The creators of Electrum Pro are using Google Ads to promote "electrum dot com," as shown in Google's search results for "electrum." (Source: Imgur) Electrum's developers have long suspected that these copycats were up to no good, but they had no "formal evidence" of any wrongdoing, so all they could do was warn users to be careful. That changed when they decided to do a public security audit of one of Electrum Pro's Windows binaries. The developers downloaded the binary from Electrum Pro's website, uncompressed the zip, unpacked the binary, decompiled it and had a look at the output. Something immediately stood out for them.
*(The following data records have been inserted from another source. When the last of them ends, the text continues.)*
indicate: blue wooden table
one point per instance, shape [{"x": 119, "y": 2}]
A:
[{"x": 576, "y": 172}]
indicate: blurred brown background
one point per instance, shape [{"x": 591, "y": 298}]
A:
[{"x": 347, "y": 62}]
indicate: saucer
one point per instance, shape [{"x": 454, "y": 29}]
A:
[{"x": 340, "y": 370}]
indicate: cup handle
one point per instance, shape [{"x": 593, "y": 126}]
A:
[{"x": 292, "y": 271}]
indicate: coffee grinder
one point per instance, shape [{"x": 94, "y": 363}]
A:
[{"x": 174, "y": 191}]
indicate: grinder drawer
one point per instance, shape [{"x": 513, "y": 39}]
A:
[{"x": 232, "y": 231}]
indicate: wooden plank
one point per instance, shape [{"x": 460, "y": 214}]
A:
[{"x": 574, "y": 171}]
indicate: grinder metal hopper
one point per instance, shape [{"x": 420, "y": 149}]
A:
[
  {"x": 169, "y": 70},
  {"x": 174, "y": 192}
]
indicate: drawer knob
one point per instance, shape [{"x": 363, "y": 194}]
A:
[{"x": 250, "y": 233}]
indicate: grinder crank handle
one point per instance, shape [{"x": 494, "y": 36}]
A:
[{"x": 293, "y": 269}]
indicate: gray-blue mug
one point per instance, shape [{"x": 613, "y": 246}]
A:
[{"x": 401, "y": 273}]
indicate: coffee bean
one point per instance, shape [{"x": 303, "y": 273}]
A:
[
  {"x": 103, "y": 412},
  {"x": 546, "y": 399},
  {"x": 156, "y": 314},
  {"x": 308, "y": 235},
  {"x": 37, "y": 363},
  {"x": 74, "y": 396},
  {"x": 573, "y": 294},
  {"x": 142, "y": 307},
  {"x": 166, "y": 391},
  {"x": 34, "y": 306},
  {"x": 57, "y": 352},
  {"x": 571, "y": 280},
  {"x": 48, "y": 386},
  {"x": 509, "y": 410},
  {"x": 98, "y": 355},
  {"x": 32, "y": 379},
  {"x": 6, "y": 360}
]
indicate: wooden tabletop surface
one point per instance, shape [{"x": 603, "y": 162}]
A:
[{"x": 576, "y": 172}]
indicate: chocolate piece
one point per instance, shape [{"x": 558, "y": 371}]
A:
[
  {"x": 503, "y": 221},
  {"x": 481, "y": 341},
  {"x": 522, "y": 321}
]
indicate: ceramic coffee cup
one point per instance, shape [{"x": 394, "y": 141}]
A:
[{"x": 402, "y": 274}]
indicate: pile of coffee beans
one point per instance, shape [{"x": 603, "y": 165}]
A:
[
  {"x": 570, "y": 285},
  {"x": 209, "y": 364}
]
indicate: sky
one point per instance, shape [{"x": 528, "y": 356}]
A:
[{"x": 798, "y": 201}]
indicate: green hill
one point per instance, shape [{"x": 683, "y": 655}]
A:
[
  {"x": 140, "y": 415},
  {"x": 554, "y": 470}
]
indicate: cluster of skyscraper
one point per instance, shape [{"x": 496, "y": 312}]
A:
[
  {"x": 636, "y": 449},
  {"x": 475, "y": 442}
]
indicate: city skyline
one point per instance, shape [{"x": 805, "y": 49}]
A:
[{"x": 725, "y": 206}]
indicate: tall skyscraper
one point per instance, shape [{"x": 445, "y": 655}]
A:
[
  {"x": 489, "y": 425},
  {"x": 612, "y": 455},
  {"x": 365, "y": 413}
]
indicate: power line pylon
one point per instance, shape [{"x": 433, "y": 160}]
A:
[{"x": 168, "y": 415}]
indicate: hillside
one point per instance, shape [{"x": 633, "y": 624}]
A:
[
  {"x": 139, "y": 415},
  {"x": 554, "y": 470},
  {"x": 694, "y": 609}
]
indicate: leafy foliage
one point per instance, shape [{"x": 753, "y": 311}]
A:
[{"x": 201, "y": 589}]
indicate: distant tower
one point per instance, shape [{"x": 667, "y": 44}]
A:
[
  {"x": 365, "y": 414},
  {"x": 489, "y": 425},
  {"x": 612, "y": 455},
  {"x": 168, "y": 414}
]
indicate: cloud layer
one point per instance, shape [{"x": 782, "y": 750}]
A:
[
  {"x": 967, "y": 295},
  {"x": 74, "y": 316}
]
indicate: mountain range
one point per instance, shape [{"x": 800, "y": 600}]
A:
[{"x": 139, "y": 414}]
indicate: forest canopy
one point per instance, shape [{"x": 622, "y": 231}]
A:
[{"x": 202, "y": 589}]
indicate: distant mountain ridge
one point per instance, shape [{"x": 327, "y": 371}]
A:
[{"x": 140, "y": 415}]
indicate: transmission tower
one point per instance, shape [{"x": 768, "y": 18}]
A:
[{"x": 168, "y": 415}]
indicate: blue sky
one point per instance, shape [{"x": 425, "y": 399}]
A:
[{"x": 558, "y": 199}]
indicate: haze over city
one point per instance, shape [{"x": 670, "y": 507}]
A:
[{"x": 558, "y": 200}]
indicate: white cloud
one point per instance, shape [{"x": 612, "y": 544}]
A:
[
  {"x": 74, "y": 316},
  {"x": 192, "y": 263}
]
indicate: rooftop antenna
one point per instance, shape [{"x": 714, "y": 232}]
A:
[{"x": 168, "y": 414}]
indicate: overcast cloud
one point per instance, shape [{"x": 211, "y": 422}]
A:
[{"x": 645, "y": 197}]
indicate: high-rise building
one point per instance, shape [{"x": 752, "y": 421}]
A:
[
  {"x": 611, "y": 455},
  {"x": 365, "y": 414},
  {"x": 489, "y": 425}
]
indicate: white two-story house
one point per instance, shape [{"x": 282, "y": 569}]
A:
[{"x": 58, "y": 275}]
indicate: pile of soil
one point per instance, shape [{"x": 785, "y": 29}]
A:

As they wrote on GitHub:
In this binary, a few extra lines have been added by the scammers: A thread is started that sends an HTTP POST request to their website, and its payload is the user's seed. This demonstrates that "Electrum Pro" is bitcoin-stealing malware.
For their analysis, Electrum's developers looked at just one of Electrum Pro's Windows binaries. They confirmed that the .dmg file for Mac users contains the same modifications as the file they examined and believes the other binaries available for PC could be dangerous. As for the Linux packages, they found them to be relatively harmless "presumably because the scammers did not want to have these changes in plain sight." Electrum's developers concluded by recommending that users download their software only from official sources and check the GPG signatures. News of this discovery follows several months after a cybercrime gang based in Ukraine made as much as $50 million after tricking Bitcoin investors into handing over the login credentials for their online wallets.